I’ve written in the past about inaccuracies in Google’s Search AI Overviews (let’s call them AIOs) that so often seem to provide specific answers to search queries, usually in rather authoritative wording. And there have been many concerns about how accurate or not these AIOs actually are. I’ve publicly noted a number of examples where AIOs were just flat out wrong even with simple math questions, which certainly doesn’t give one much confidence in more complex kinds of queries.
Now a firm called Oumi, led by a team of former-Google and former-Apple employees, has conducted a study that, combined with what Google does say about these issues, gives us considerable insight into some real statistics about Google AIOs. And those numbers are quite disturbing.
Of course Google has disclaimers all over the place saying that AI answers could be wrong and you should double-check them. But other studies have shown that hardly anybody bothers to do that. And why would you expect them to? What’s the point of being handed an “answer” if you can’t trust that’s it’s correct? And what does “correct” even really mean? Some answers from Google AIOs are fully correct, some are completely wrong, and some are only PARTLY correct — this last case can be particularly insidious.
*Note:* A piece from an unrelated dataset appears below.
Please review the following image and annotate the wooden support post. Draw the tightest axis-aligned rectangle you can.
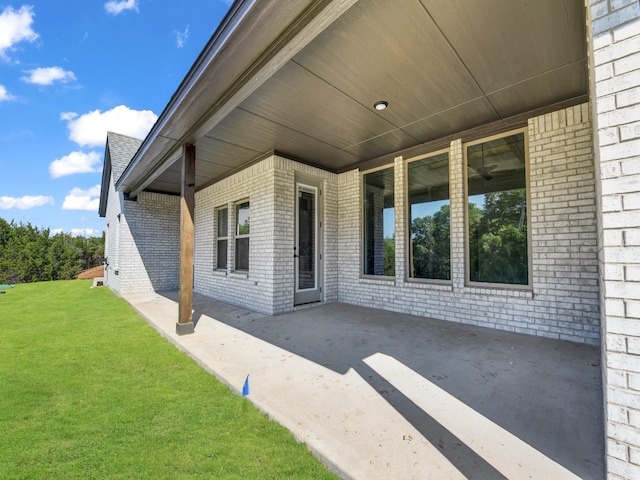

Even when Google AIOs provide links to what are supposedly the source sites related to an answer, often those sites had the information wrong themselves, and then Google unfortunately accepted it as correct and just stirred it into an AIO answer. Sometimes when you look you can’t even find where on those sites Google supposedly got that information at all — it just doesn’t seem to be there.
So what’s the scope of this problem as determined by this new study? Keep in mind this IS a tough nut to crack, for a bunch of reasons, one being Google AIOs are not particularly consistent. In fact, you can ask the same question twice just seconds apart, and, as you may have noticed you may get entirely different and even completely contradictory answers.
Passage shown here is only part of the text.